It recently became illegal to wear a burqa in France… and debate is raging over whether or not England should follow suit. Julie Bindel discusses this most oppressive form of dress.
The burqa is an item of Islamic clothing, consisting of a large piece of fabric, pleated under a cap that fits on the head, with a mesh to cover the eyes. It covers the entire body. On 13 July this year, France controversially banned the burqa, forbidding women from wearing it in official spaces such as hospitals, post offices and buses. This decision has divided the nation and provoked debate internationally.
My thoughts on the burqa are clear. To me, it is a symbol and a consequence of women’s oppression. Those of you who may believe that I am not entitled an opinion on this matter because I am not Muslim, answer me this: do you think the UK is right to criminalise female genital mutilation, or should we allow it to happen to children from extremist Muslim families because it is ‘tradition’? Or, would you argue that Brits have no right to condemn Irish priests for perpetrating child sexual abuse? Quite.
Hard-line Muslim clerics devised the burqa when they (mis)interpreted two verses in the Koran which read: “And say to the believing women that they should lower their gaze and guard their modesty; that they should not display their beauty and ornaments, that they should draw their veils over their bosoms” and “Tell thy wives and thy daughters and the women of the believers to draw their cloaks close round them.”
Millions of Muslim women across the globe are isolated in these cloth prisons. In Afghanistan, under the Taliban, punishment for women who dared bare any flesh – including the face – was death by stoning. If an ankle was visible, she would be beaten. It must be terrible to be to be encased in such heavy black clothing, particularly during hot weather. It prevents interaction with passers-by, and renders the wearer both invisible and a target of derision. The burqa also sends out a signal that women are the property of individual men such as fathers, husbands and other male relatives – the only people allowed to see them without it.
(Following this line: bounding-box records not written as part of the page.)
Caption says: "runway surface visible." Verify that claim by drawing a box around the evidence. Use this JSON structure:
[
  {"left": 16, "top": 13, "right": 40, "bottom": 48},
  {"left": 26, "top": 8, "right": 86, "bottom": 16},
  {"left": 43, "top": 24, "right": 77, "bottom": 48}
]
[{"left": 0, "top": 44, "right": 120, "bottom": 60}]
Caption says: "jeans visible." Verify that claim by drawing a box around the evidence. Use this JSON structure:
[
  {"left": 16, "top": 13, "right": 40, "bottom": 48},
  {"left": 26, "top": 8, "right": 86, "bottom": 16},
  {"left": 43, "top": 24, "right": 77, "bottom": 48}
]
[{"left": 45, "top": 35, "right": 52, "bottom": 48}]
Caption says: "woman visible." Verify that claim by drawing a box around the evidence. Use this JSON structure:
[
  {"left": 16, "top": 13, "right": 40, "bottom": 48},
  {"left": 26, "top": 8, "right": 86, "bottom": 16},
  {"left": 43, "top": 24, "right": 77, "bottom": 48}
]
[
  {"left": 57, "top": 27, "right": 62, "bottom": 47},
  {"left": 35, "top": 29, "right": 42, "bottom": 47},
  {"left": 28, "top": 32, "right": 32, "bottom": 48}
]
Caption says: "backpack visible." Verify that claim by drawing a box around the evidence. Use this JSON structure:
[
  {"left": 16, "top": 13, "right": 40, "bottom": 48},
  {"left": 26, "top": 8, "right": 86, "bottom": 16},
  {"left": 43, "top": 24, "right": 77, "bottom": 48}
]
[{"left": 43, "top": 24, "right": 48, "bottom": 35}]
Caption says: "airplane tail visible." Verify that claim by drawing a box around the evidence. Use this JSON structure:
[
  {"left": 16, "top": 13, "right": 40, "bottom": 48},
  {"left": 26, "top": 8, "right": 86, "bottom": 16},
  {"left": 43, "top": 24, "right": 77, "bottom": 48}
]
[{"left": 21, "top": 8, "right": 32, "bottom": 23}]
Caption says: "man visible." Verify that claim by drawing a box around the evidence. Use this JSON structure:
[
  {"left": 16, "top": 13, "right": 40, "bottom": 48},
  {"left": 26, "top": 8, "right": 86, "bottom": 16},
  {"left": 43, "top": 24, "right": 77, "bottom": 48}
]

Supporters of the burqa argue that it can prevent women from being treated as sexual objects and reduce the risk of rape. Nonsense – it is imposed upon women in order to control their sexuality, not liberate it. What does this excuse suggest about Muslim men? That they are all potential rapists, unable to control themselves if they catch a glimpse of female flesh…? The alarming levels of rape in Afghanistan and Iraq have remained unaltered since record-keeping began.
No-one can convince me that burqa is not a tool of female oppression. However, illegalising the wearing of it is far from straightforward, and I cannot support this measure. Instead, France and other countries with religious Muslim populations should look to criminalise those husbands and other family members who force or coerce women into wearing it.